Sul versante penale, il Decreto prevede che non sono punibili le condotte riconducibili ai reati di dichiarazione infedele (cfr. art. 4, DLgs. n. 74/2000) dipendenti da rischi di natura fiscale relativi a elementi attivi, comunicati in modo tempestivo ed esauriente all’Agenzia delle Entrate tramite interpello, prima della presentazione delle dichiarazioni fiscali ovvero prima del decorso delle relative scadenze fiscali.

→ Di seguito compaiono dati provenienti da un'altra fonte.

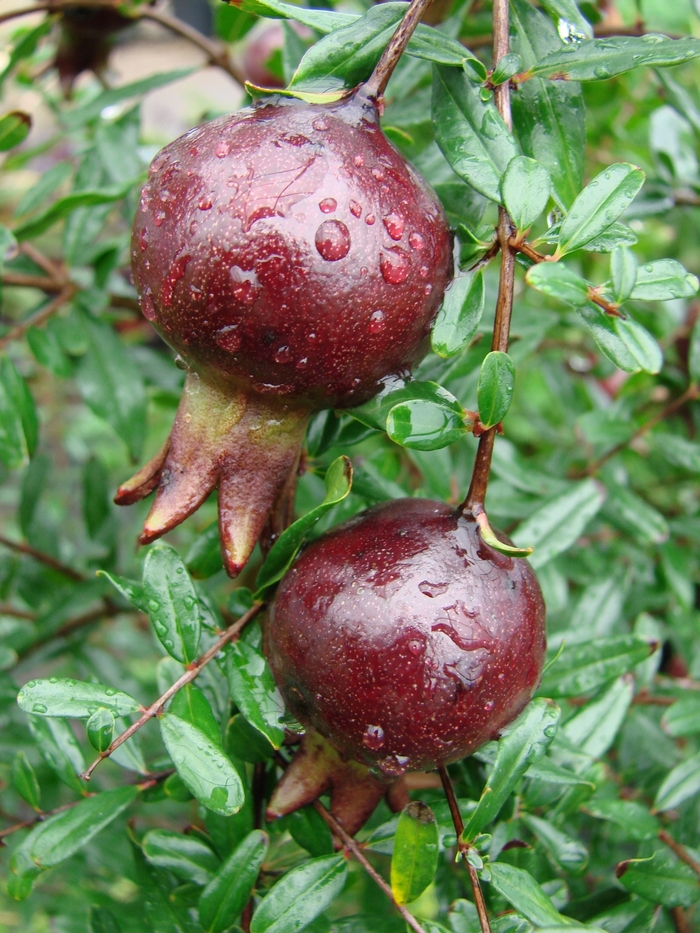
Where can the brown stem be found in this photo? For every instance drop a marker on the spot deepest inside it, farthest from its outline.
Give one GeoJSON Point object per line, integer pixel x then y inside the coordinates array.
{"type": "Point", "coordinates": [43, 558]}
{"type": "Point", "coordinates": [464, 847]}
{"type": "Point", "coordinates": [376, 84]}
{"type": "Point", "coordinates": [352, 846]}
{"type": "Point", "coordinates": [190, 674]}
{"type": "Point", "coordinates": [474, 501]}
{"type": "Point", "coordinates": [691, 394]}
{"type": "Point", "coordinates": [680, 851]}
{"type": "Point", "coordinates": [42, 315]}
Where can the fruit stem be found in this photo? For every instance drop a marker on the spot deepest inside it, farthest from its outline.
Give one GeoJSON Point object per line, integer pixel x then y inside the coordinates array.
{"type": "Point", "coordinates": [463, 848]}
{"type": "Point", "coordinates": [376, 84]}
{"type": "Point", "coordinates": [474, 501]}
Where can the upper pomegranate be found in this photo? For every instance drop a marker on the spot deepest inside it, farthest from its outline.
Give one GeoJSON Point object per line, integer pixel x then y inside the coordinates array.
{"type": "Point", "coordinates": [294, 260]}
{"type": "Point", "coordinates": [290, 249]}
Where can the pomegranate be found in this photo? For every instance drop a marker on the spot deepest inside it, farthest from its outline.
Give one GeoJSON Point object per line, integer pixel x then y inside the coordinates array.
{"type": "Point", "coordinates": [405, 640]}
{"type": "Point", "coordinates": [294, 260]}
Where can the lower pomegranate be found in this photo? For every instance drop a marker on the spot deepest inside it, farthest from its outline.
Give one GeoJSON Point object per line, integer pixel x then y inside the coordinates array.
{"type": "Point", "coordinates": [404, 639]}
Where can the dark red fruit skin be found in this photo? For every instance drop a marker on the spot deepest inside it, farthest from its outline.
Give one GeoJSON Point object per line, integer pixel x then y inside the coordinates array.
{"type": "Point", "coordinates": [228, 241]}
{"type": "Point", "coordinates": [406, 640]}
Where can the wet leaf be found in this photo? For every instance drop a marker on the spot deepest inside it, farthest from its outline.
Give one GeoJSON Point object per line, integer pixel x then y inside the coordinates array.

Inoltre, il Decreto riduce di due anni il periodo di accertamento nei confronti dei contribuenti che applicano un sistema integrato di rilevazione, misurazione, gestione e controllo dei rischi fiscali certificato, ed inoltre è prevista la riduzione dei termini di accertamento di un ulteriore anno qualora sia rilasciata al contribuente la certificazione tributaria (di cui all’art. 36, DLgs. n. 241/1997) in cui si attesta la corretta applicazione delle norme tributarie sostanziali.
4. Il regime opzionale di Tax Control Framework per le imprese di minori dimensioni
Il Decreto introduce un regime opzionale di adozione del sistema di controllo del rischio fiscale riservato ai contribuenti che non possiedono i requisiti per aderire al regime di adempimento collaborativo. L’opzione ha effetto dall’inizio del periodo di imposta in cui è esercitata, ha una durata di due periodi di imposta ed è irrevocabile. Al termine di tale periodo, l’opzione si intende tacitamente rinnovata per altri due periodi di imposta, salvo espressa revoca.
Anche in tale ipotesi, sono previste delle premialità (i.e. riduzione delle sanzioni ad un terzo, e non punibilità per il reato di dichiarazione infedele).